Rasmussen não será retribuído pela atividade promocional, conforme informado pela Embratur à Gazeta do Povo. “O título é simbólico, honorário” e “será totalmente voluntário, sem custo para a Embratur”, informa o instituto. O tempo de duração da colaboração não foi definido, “pois o projeto ainda está em andamento”, diz a nota.
Carreira na tevê
Nascido em São Paulo, em 1970, e criado em um sítio em São Roque, no interior paulista, Rasmussen se formou em Economia na USP (Universidade de São Paulo) e fez mestrado no Canadá, de acordo com sua biografia. Começou a se apaixonar pela natureza aos 12 anos nas viagens com seu avô ao Pantanal e Amazônia.
Antes de virar estrela da tevê, o economista trabalhou por dez anos como auditor e, paralelamente, diz ter construído “um criadouro conservacionista que abrigou diversos animais vindos da polícia ambiental, do comércio ilegal e de resgate de fauna”. O criadouro virou alvo de fiscalização do Ibama e custou a Rasmussen multas salgadas.

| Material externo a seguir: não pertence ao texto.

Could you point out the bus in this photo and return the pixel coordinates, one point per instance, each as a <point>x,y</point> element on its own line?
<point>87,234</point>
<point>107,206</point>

Nesse local, o apresentador afirma ter aprendido na prática o que apresenta nos programas.
A carreira televisiva do "Indiana Jones brasileiro" começou em 2005 na TV Futura onde ele apresentou um programa sobre animais voltado às crianças. No mesmo ano iniciou a gravar o quadro Selvagem ao Extremo na TV Record e, em 2009, assinou contrato com a SBT para um programa semanal, o Aventura Selvagem. Teve passagem também pela TV Bandeirantes. Rasmussen já gravou programas também para o canal National Geographic.
Seus programas foram alvo de críticas por parte de biólogos e especialistas que viam nas imagens perturbação aos animais e até maus tratos. Após estrear na televisão, o economista recebeu críticas por não ter formação na área de biologia e resolveu fazer o curso. Segundo o jornal O Estado de S. Paulo, ele se formou biólogo em 2008, após sete anos de curso, pela Universidade Ibirapuera (Unib).
Em maio desse ano, Rasmussen foi contratado também para o programa Aventuras de Richard no Paraná, na TV Paraná Turismo. O programa faz parte de uma reformulação total do canal que passou a focar no turismo local.
A polêmica do boto-cor-de-rosa
Um dos momentos mais controversos da carreira do apresentador ocorreu em 2017, após a divulgação do filme A River Below, de Mark Grieco, em que pescadores da Amazônia relataram ter sido pagos com alimentação e combustível por Rasmussen com a finalidade de gravar a caça de botos-cor-de-rosa. O animal é eventualmente usado por comunidades ribeirinhas como isca para a pesca da piracatinga, atividade que sustenta muitas famílias. As polêmicas imagens foram ao ar em 2014 no Fantástico.
No documentário, Rasmussen nega as acusações dos pescadores. "Eu estava lá. Não fiz nada. Filmei o boto sendo morto e não ganhei nada com isso. Não usei em nenhum documentário e abri mão de todos os direitos de imagem. Entreguei as imagens ao mundo para que o mundo visse o que acontece ali", declarou Rasmussen em um trecho do filme. O documentarista Mark Grieco defendeu o biólogo brasileiro e negou “a alegação de que meu documentário acusa Richard Rasmussen de pagar para matar, ou de matar um golfinho”, disse na época à revista Veja.
Em suas redes sociais, o apresentador de tevê defendeu a sua atuação: "Isso fez com que a opinião pública, horrorizada, pudesse pressionar governantes e nações a mudar suas políticas de conservação. As pessoas se importam apenas com o que conhecem. Mas como conseguir uma imagem dessas", questionou.
Após a veiculação da reportagem em 2014, a pesca da piracatinga foi restrita na região amazônica por cinco anos pelo Ministério da Pesca e Aquicultura e pelo Ministério do Meio Ambiente e continua proibida.